Bienvenue chez Rosie van Doorn, La Belle au bois dormant afrikaner !
En 2017, le danseur et chorégraphe aujourd’hui genevois fait un séjour artistique à Calvinia, sa ville d’origine. Il y retrouve ses souvenirs – d’amants, de chiens et de promesses d’arcs-en-ciel – et en revient avec des textes, un film et une belle endormie.
L’histoire universelle de la Belle se joue en trois actes : Rosie dort, se réveille et ne se marie pas avec le prince. Ou : Rosie dort, se réveille et ne se marie pas avec la princesse. Toutes les ambiguïtés sont mises en scène, de genre, comme de sentiment, déjouant l’attente d’un happy end ou même d’évolution. Plus qu’une histoire, Rudi van der Merwe campe un tableau fait de strates de souvenirs paradoxaux, où la violence unit et les contraires se ressemblent. C’est bien là la fonction du conte, avant l’ère Walt Disney.

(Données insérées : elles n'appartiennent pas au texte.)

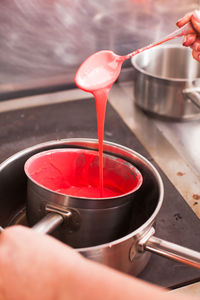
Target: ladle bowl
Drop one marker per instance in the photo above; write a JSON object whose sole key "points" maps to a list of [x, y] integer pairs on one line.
{"points": [[101, 69]]}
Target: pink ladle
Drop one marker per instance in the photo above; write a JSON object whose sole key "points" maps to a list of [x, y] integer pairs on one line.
{"points": [[101, 69]]}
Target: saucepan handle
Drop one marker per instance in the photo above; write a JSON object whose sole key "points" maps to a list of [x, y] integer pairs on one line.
{"points": [[50, 222], [193, 94], [170, 250]]}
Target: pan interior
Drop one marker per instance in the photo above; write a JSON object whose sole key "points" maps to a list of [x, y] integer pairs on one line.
{"points": [[12, 174]]}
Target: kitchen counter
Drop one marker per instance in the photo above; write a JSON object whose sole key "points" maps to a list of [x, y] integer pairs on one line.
{"points": [[26, 125]]}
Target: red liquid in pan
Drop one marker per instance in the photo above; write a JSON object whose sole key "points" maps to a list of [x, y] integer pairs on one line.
{"points": [[76, 173]]}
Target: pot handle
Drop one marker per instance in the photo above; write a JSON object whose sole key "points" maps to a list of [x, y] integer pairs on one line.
{"points": [[169, 250], [50, 222], [193, 94]]}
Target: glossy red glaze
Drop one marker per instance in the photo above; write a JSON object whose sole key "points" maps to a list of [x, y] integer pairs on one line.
{"points": [[75, 172]]}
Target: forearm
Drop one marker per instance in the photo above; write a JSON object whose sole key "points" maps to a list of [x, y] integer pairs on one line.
{"points": [[94, 281]]}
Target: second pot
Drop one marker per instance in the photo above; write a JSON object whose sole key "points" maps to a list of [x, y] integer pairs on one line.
{"points": [[162, 76]]}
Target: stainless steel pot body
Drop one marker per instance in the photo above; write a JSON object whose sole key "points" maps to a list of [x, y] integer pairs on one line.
{"points": [[161, 76], [92, 221], [129, 253]]}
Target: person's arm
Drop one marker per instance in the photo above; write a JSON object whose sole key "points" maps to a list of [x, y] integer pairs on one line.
{"points": [[192, 40], [36, 266]]}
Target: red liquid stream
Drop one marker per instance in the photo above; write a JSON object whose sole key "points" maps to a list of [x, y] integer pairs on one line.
{"points": [[97, 75]]}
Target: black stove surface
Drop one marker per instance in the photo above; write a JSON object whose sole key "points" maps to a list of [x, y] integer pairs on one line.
{"points": [[176, 221]]}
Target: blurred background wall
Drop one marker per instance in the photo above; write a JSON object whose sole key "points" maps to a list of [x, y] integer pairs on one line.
{"points": [[43, 41]]}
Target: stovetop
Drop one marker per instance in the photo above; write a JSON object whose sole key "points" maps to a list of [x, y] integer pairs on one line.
{"points": [[65, 115]]}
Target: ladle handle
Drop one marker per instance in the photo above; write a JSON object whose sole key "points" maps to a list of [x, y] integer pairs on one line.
{"points": [[48, 223], [170, 250]]}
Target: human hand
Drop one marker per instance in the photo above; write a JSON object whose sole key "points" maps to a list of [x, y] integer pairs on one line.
{"points": [[35, 266], [192, 40]]}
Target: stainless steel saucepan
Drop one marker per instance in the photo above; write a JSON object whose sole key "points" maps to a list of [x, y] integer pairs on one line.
{"points": [[166, 82], [80, 219], [129, 253]]}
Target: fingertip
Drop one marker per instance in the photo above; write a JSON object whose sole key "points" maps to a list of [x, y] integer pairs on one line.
{"points": [[189, 39], [195, 19]]}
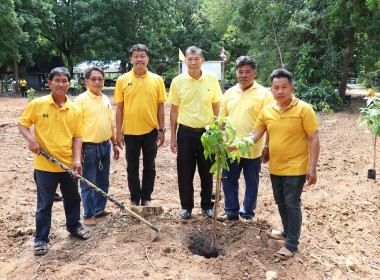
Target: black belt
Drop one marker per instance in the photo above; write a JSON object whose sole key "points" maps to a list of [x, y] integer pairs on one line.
{"points": [[201, 129], [95, 144]]}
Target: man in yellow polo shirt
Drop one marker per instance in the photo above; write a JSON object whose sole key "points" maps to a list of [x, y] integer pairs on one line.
{"points": [[292, 127], [23, 85], [193, 95], [140, 96], [98, 131], [242, 104], [58, 131]]}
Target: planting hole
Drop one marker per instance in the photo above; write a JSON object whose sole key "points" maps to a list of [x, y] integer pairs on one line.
{"points": [[201, 245]]}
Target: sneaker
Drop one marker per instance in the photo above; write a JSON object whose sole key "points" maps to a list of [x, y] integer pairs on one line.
{"points": [[248, 219], [276, 235], [186, 214], [209, 212], [227, 217]]}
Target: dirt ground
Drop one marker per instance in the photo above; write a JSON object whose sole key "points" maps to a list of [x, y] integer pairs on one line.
{"points": [[339, 239]]}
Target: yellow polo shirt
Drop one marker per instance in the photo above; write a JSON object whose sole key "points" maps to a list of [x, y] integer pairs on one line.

Deux personnages fantasques se partagent la scène qu’occupe un écran habité de mille souvenirs revisités : les amants fortuits ou désirés, les chiens aux parcours cabossés et aux fins souvent brutales, les récits de proches noirs, les humiliations des communautés arc-en-ciel. Interviews, images et textes disent l’éveil sexuel, politique et social, exposent les non-dits et les espoirs. Sur le fonds de cette toile, Rosie s’éveille et découvre ses épines.
De I’d like to save the world, but I am too busy saving myself (2010) jusqu’à Blue Moves (2018), Rudi van der Merwe souligne les urgences politiques et sociales, usant le corps et la scène comme les lieux de possibles utopies. Il les habille de costumes, de dentelles, de sensualité et de lumière, superpose les sons et les voix : Lana del Rey, Rihanna et Brenda Fassie (la Madonna sud-africaine) se juxtaposent en anglais et langue zoulou. Du souvenir, du glamour, de la nostalgie traversent Lovers, Dogs and Rainbows comme les couleurs pâles d’un arc-en-ciel dont nul connaît le début ni la fin. Comme une consolation.
bio
Etabli à Genève depuis 2004, après des études de théâtre à Stellebbosch (Afrique du Sud), de lettres et de cinéma à Strasbourg, Rudi van der Merwe réalise depuis 2010 des œuvres chorégraphiques et multidisciplinaires. Ses créations traversent les thématiques liées aux relations de pouvoir, à l’individuel contre le collectif ou l’humain confronté à l’infini et l’éternel.